12.09.2006

Liquid Stevia

So I finally broke down and bought a cute dropper bottle of my favorite stuff... I have finally got liquid Stevia! I'm very excited. It probably amounts to being more expensive, but I wanted to see what would happen if I used this in my tea instead of the powder- and save the powder for cooking.

I'm pleased so far; I have bought the "NOW" brand, from my favorite LOCAL health food store... (support local businesses!) which is Simple Enough Natural Foods in Westborough. Anyway there is no unpleasant after taste (they do claim this on the bottle, which I will say swayed my opinion) and it works quite well. The serving suggestion is 1 to 4 drops per cup of tea, but I guess I have big mugs because I require 6 drops. I went slow- literally drop by drop!- until my threshold was reached.
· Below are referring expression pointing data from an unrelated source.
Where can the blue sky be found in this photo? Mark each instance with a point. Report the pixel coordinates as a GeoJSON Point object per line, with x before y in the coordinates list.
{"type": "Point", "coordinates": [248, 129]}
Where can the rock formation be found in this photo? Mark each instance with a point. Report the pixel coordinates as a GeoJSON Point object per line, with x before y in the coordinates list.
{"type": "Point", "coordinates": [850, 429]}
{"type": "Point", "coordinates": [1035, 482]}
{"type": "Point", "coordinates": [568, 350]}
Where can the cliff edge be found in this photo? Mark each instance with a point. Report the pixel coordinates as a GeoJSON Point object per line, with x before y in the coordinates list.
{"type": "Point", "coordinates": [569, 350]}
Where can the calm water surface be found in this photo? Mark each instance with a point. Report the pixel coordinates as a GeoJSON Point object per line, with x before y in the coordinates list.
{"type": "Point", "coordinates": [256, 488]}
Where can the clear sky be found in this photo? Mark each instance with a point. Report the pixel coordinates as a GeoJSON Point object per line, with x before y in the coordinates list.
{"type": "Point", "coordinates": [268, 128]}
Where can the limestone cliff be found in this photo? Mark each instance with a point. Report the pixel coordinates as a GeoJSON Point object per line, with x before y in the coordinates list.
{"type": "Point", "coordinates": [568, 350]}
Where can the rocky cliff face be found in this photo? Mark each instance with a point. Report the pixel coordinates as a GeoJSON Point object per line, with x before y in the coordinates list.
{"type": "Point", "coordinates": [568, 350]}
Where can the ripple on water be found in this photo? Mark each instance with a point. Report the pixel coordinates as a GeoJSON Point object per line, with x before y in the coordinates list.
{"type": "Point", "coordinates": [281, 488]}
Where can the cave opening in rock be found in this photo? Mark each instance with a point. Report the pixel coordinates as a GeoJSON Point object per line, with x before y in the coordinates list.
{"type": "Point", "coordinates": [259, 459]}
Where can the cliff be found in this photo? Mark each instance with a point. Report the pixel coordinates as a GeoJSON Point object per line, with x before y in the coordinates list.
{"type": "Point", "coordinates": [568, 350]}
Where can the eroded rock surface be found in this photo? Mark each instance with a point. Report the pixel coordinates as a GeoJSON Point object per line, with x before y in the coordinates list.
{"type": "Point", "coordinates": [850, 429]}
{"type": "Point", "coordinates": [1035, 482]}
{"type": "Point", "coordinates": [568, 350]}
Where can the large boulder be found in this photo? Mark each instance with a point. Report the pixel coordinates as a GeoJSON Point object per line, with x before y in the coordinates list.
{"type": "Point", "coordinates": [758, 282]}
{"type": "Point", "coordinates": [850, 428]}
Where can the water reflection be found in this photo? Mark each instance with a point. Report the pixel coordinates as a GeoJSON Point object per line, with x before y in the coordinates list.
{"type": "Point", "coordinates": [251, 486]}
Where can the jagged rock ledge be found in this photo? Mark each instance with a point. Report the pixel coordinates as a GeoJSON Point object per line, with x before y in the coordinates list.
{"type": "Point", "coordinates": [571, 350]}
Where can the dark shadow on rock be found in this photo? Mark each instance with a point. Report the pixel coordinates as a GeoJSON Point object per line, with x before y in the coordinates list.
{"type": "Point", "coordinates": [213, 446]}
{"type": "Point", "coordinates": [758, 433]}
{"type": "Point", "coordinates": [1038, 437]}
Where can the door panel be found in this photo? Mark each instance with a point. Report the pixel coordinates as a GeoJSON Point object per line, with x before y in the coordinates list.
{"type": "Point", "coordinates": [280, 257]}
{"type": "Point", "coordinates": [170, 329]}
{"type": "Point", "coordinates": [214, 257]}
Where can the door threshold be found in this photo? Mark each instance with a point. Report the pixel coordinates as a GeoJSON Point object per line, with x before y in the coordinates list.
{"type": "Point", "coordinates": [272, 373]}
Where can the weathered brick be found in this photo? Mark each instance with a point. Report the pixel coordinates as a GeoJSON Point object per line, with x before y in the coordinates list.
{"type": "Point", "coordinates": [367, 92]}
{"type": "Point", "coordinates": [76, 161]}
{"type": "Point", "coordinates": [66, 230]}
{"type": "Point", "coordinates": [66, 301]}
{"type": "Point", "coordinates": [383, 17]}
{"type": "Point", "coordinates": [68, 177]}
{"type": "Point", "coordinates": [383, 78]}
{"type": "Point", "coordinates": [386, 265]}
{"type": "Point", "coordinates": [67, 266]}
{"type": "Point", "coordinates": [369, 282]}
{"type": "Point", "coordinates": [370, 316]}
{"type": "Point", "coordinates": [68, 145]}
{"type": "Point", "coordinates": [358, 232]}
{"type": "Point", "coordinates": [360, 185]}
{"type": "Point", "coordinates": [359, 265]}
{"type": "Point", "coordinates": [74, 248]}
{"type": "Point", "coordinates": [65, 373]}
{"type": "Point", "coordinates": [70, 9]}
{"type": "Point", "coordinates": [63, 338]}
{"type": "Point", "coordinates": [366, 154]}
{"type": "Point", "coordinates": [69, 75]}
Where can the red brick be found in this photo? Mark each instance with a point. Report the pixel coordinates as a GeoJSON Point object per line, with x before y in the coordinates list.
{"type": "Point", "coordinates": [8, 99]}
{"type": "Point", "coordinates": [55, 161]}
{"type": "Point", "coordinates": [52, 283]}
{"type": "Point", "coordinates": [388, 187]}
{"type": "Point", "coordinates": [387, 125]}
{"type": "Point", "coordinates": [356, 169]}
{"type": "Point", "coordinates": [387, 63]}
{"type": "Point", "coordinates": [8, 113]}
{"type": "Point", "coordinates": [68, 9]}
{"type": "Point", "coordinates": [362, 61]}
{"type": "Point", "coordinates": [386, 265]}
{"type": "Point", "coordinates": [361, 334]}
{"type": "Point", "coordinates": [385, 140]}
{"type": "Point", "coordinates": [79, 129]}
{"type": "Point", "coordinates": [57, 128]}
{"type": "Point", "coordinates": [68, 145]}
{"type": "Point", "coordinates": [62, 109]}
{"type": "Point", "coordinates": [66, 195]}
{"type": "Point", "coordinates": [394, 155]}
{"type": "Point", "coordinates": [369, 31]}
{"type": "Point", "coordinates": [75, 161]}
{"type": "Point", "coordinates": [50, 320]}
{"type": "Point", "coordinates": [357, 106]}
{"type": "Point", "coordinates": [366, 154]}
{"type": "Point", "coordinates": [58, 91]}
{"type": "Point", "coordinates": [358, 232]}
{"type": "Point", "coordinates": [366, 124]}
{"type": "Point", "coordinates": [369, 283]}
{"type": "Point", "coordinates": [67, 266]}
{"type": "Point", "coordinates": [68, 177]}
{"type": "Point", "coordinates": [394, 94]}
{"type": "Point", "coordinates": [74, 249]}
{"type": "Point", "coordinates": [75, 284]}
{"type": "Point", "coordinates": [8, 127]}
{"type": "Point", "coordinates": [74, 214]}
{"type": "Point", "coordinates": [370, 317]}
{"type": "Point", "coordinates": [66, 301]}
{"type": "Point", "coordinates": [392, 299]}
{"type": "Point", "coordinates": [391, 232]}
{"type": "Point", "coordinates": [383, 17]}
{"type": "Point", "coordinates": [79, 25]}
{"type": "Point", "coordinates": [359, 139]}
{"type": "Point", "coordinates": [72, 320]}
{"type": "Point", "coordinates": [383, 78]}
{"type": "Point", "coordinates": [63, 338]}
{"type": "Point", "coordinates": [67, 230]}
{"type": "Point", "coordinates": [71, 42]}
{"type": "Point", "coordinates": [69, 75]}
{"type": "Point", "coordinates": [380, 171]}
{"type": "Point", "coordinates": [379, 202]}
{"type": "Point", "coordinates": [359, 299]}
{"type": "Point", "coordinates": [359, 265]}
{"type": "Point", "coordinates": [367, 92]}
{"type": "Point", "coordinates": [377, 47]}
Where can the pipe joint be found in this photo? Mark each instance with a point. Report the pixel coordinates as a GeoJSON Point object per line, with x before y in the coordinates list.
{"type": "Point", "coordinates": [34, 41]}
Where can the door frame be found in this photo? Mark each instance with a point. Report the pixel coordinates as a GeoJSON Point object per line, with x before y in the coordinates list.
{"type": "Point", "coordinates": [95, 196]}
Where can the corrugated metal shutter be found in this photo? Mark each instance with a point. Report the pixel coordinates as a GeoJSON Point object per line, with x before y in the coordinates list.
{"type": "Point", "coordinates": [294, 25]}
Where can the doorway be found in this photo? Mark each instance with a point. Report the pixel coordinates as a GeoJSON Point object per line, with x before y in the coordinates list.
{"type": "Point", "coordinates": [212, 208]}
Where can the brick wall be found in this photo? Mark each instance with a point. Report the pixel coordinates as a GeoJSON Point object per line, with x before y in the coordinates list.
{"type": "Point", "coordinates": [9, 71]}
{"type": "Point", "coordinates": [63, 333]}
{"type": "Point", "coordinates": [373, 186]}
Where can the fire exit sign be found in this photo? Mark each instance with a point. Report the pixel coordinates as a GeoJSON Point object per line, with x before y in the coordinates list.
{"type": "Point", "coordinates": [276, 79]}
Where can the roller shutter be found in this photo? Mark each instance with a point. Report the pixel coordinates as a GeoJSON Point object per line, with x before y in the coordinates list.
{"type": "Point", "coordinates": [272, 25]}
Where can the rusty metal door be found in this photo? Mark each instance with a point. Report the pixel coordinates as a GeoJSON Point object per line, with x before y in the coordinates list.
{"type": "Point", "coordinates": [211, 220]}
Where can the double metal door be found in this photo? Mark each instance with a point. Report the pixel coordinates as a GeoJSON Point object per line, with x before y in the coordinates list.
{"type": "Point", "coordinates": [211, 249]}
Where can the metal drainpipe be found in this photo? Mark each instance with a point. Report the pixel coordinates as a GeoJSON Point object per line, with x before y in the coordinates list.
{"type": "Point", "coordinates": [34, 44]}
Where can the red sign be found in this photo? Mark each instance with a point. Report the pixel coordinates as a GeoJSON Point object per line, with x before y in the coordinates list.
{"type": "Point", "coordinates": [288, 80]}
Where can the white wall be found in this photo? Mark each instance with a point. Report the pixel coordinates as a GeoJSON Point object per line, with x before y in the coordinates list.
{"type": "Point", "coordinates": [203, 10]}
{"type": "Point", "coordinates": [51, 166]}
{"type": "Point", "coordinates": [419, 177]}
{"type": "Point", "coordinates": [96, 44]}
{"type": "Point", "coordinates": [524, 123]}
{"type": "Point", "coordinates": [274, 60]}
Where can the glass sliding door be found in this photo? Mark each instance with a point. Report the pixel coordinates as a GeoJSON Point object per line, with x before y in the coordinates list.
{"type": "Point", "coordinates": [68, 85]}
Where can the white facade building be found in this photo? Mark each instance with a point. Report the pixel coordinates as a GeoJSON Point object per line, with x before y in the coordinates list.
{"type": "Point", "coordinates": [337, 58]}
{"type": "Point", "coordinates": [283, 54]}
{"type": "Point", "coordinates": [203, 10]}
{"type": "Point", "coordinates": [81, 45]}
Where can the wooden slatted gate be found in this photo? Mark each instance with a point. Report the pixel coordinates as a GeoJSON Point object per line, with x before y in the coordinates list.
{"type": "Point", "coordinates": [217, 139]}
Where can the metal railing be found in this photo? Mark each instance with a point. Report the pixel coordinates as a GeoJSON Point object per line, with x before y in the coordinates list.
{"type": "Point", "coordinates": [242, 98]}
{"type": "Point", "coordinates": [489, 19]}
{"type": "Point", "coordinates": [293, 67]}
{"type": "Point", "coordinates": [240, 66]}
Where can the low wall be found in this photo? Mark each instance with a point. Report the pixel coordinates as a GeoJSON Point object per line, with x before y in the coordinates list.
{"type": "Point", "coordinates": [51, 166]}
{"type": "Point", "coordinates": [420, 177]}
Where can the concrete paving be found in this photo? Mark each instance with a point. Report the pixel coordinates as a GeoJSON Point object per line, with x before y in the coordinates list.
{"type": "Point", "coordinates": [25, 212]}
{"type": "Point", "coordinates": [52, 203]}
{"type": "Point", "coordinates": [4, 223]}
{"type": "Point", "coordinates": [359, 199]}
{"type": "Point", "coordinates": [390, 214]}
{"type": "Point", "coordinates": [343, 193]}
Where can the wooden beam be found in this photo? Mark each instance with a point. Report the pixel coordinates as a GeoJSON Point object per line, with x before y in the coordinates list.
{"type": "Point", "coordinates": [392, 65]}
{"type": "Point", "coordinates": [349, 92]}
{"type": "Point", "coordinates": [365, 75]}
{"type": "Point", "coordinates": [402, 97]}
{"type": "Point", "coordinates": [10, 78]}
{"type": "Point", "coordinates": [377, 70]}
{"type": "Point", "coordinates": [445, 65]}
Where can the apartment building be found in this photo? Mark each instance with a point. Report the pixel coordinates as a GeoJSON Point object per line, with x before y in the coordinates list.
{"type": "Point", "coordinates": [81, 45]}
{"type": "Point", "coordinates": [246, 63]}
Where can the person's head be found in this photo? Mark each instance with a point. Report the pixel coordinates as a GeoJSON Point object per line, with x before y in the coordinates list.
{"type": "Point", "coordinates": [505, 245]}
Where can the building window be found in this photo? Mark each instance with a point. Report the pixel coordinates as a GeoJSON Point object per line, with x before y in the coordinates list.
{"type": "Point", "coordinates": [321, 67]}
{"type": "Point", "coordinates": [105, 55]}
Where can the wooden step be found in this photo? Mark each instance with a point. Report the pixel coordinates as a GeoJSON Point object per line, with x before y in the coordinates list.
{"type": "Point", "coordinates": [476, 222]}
I wonder if I have developed a higher tolerance for the taste anyway? I can generally tolerate more than folks who I have newly introduced to it. It is an acquired taste- you have to WANT to like it; have to WANT to not be eating sugar enough to adapt to this amazing herb.

So yes- this will be my new tea regimen. I am still searching for unsweetened Almond milk and have yet to be successful. I do tolerate the one with Barley malt but I'd prefer just the straight stuff, and am too lazy to make it myself. Next on my shelf is Oat milk, which is unsweetened. Yay!
Happy tea hour!

12.06.2006

Lara bars

I will be hitting clinics soon, and one of my worries is the comment in the handbook:

"You will be experiencing lack of sleep and a suboptimal plane of nutrition..."

So it's openly acknowledged by the school that we will be eating like crap, becoming vending machine hunter/gatherers... ugh. So many people get skinny and grey fourth year.

Most students keep stashes in their pockets and lockers- granola bars, candy, crackers, trail mix. You may have noticed, if you are on this sugar free journey, that these things are full of sugar. Granola bars look like health food, but they're really candy in disguise. (Raw rolled oats give me gas anyway- I can't do it...)

What's a sugar free girl to do?
You may have seen these new health food bars on the market, "lara bars" or "maya bars" etc. They are truly wonderful, with straightforward ingredients and so on. But horribly terribly expensive. They range from $1.25 to $2.00 a pop! That's an expensive way to keep from becoming braindead on a busy day in the clinic.

Either way I bought some to try them out, and I like them a lot. They're very calorie dense, but that will be fine if they are a rescue measure- most likely not something I will nibble as a 10:00 snack on a regular basis. But how to get them cheaper? How?
Well- I'm savvy... why not make some? I could invent a recipe, but I went online to see who has beat me to it, who's been clever and figured it out already.
check it out:

http://bunnyfoot.blogspot.com/2006/02/homemade-lara-type-bars.html

I will be experimenting today or tomorrow and let you all know what happens.
I'm very excited- especially since I can chocolate them out to my heart's content.